Federal employees, grantees, and contractors that relied on DEI/DEIA roles, programs, or training risk job losses, terminated programs, and lost contract or grant revenue.
Rapid 60-day implementation deadlines and broad 'to the maximum extent allowed by law' language create legal uncertainty that could increase litigation and compliance costs for agencies, states, and contractors.
Based on analysis of 2 sections of legislative text.
Directs OMB, DOJ, and OPM to coordinate ending federal DEI/DEIA mandates, programs, offices, contracts, and grants, and orders agencies to terminate them within 60 days as allowed by law.

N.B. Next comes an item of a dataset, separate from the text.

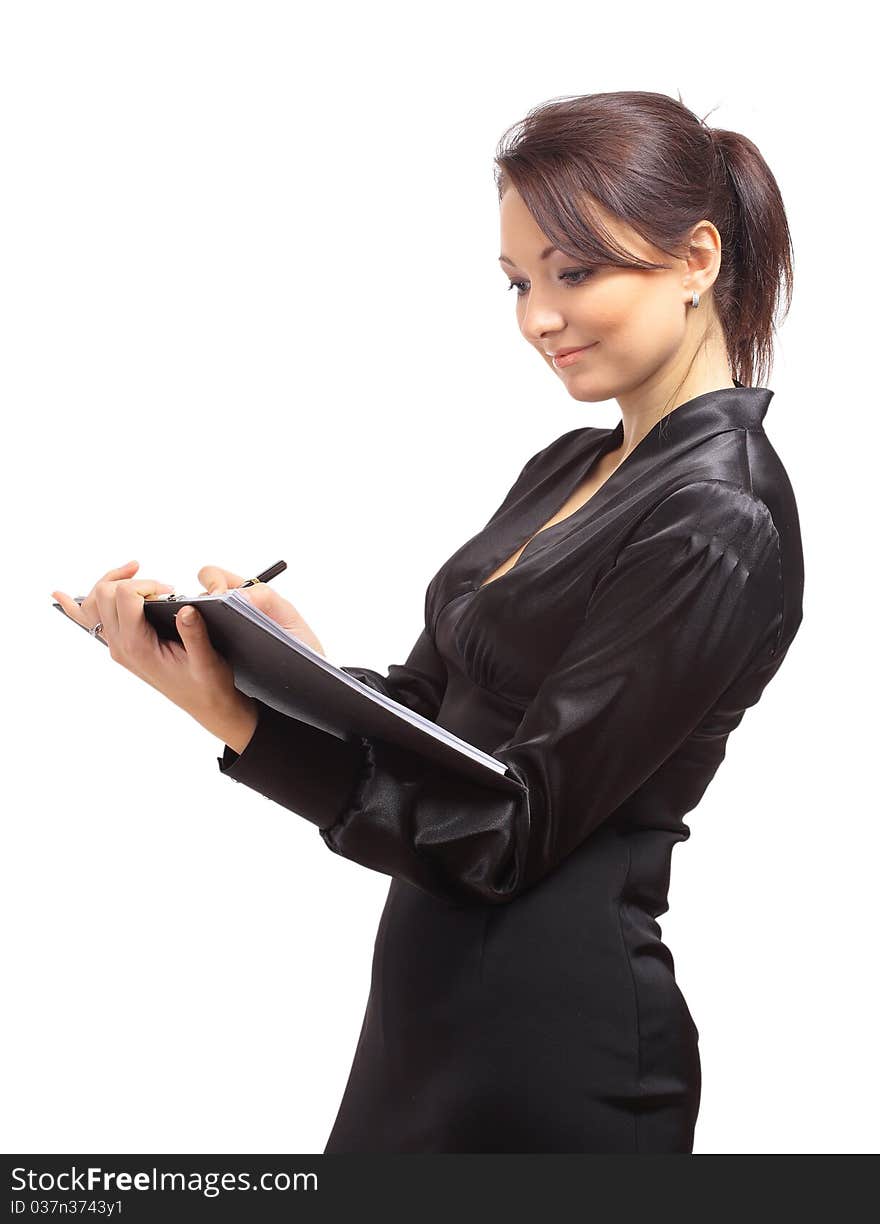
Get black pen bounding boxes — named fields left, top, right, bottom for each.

Introduced January 28, 2025 by Cory Mills · Last progress January 28, 2025
Requires the White House Office of Management and Budget, with help from the Attorney General and the Office of Personnel Management, to coordinate ending all federal diversity, equity, and inclusion (DEI/DEIA) mandates, programs, policies, offices, positions, contracts, grants, and related activities. Agency leaders must, within 60 days of enactment, terminate DEI/DEIA offices and requirements to the maximum extent allowed by law, provide OMB with lists of affected offices, contractors, and grantees, assess operational impacts and costs, and recommend corrective steps. The President’s domestic policy assistant will convene monthly high-level meetings to track compliance and barriers, and the bill includes a severability clause.